Mencicipi Kelezatan Hidangan Penutup Khas Sunda
Apa ceritanya
Hidangan penutup tradisional Sunda menawarkan cita rasa yang unik dan memikat. Dengan bahan-bahan lokal yang segar, setiap hidangan penutup ini mencerminkan kekayaan budaya dan tradisi masyarakat Sunda. Dari tekstur lembut hingga rasa manis yang pas, hidangan-hidangan ini wajib dicoba bagi siapa saja yang ingin merasakan kelezatan kuliner khas Indonesia.
Kue Balok
Kue Balok: Manis dan Mengenyangkan
Kue balok adalah salah satu hidangan penutup khas Sunda yang terkenal dengan bentuknya yang unik. Terbuat dari campuran tepung terigu, gula, dan santan, kue ini memiliki tekstur lembut di dalam namun renyah di luar. Biasanya disajikan hangat dengan taburan gula halus di atasnya. Kue balok sering dijadikan teman minum teh atau kopi pada sore hari.
Colenak
Colenak: Kombinasi Tape dan Kelapa
Colenak adalah singkatan dari "dicocol enak", sebuah hidangan penutup sederhana namun lezat.

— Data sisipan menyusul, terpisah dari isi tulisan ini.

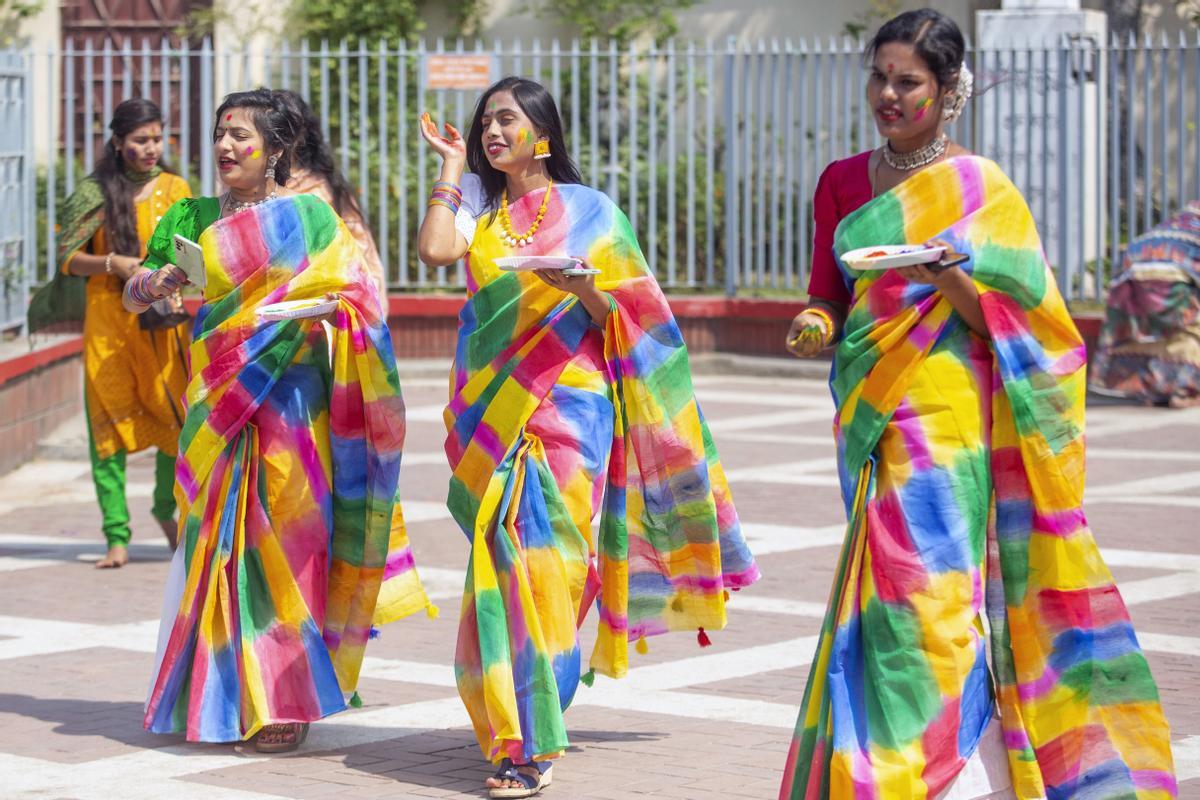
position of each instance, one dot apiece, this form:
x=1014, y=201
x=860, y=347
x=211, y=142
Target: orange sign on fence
x=457, y=71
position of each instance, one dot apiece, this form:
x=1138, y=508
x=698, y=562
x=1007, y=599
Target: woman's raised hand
x=450, y=146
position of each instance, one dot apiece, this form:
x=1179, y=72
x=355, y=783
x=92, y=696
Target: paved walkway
x=76, y=643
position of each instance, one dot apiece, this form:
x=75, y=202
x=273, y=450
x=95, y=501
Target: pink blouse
x=844, y=186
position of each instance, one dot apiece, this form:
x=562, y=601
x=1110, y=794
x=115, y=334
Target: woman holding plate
x=959, y=391
x=570, y=400
x=292, y=543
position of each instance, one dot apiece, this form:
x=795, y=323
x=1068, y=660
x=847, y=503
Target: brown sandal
x=288, y=737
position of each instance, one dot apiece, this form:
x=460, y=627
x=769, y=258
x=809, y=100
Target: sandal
x=531, y=782
x=287, y=737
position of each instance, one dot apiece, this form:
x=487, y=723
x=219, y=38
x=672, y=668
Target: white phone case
x=190, y=258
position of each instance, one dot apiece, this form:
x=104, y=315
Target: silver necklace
x=919, y=157
x=235, y=205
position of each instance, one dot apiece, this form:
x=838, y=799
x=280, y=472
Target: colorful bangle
x=447, y=203
x=139, y=288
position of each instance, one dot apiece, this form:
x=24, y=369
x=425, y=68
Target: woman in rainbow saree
x=1150, y=346
x=292, y=539
x=570, y=400
x=960, y=437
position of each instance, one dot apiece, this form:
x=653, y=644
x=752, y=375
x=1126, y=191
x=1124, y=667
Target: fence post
x=207, y=110
x=1063, y=187
x=29, y=173
x=731, y=167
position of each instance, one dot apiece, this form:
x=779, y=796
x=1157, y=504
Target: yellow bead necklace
x=520, y=240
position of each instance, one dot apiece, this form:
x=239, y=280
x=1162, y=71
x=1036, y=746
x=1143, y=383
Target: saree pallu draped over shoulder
x=287, y=481
x=961, y=468
x=553, y=421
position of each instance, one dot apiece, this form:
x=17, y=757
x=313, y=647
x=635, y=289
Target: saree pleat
x=963, y=473
x=551, y=423
x=287, y=482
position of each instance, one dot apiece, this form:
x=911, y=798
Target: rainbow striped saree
x=551, y=422
x=287, y=477
x=963, y=474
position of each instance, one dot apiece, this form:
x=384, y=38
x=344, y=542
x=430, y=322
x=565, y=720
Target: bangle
x=823, y=316
x=138, y=288
x=444, y=202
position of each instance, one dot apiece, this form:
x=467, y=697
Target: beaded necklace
x=235, y=205
x=919, y=157
x=520, y=240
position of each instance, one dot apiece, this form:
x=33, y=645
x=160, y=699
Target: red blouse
x=844, y=186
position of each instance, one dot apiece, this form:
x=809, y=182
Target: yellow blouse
x=133, y=379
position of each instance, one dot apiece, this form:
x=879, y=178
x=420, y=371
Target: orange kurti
x=133, y=379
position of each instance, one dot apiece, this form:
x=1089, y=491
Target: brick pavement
x=76, y=643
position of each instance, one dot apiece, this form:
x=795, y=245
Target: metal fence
x=17, y=202
x=713, y=150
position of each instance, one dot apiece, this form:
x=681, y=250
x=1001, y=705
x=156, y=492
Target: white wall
x=43, y=34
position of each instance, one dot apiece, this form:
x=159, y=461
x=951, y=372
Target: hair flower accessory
x=963, y=91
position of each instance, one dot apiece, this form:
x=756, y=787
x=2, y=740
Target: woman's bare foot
x=281, y=738
x=117, y=557
x=171, y=530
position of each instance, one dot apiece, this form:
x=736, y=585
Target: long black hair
x=539, y=106
x=312, y=152
x=934, y=36
x=279, y=126
x=120, y=216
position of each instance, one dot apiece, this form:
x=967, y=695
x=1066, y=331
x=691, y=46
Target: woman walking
x=570, y=400
x=293, y=542
x=133, y=374
x=959, y=390
x=1150, y=346
x=315, y=173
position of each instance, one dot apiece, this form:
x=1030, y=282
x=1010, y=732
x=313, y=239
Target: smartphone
x=190, y=258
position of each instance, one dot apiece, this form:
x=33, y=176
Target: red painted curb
x=28, y=362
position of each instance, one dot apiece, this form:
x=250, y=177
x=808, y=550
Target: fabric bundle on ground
x=552, y=421
x=1150, y=346
x=963, y=474
x=287, y=481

Terbuat dari tape singkong bakar yang disajikan dengan saus kelapa parut manis, colenak menawarkan perpaduan rasa asam manis yang menyegarkan. Hidangan ini biasanya dinikmati sebagai camilan sore hari atau sebagai pelengkap acara keluarga.
Surabi
Surabi: Panekuk Tradisional dengan Beragam Topping
Surabi adalah panekuk tradisional Sunda yang terbuat dari adonan tepung beras dan santan. Dimasak di atas tungku tanah liat, surabi memiliki aroma khas asap kayu bakar. Topping surabi sangat bervariasi mulai dari gula merah cair hingga keju parut atau cokelat meleleh, menjadikannya pilihan favorit untuk sarapan atau camilan sore.
Es Cendol
Es Cendol: Minuman Segar Pelepas Dahaga
Es Cendol merupakan minuman segar khas Sunda yang cocok dinikmati saat cuaca panas. Terbuat dari cendol hijau berbahan dasar tepung beras dicampur dengan santan serta gula merah cair, es cendol memberikan sensasi dingin sekaligus manis gurih dalam setiap tegukan. Minuman ini sering kali menjadi pilihan utama saat berbuka puasa atau sekadar melepas dahaga di siang hari.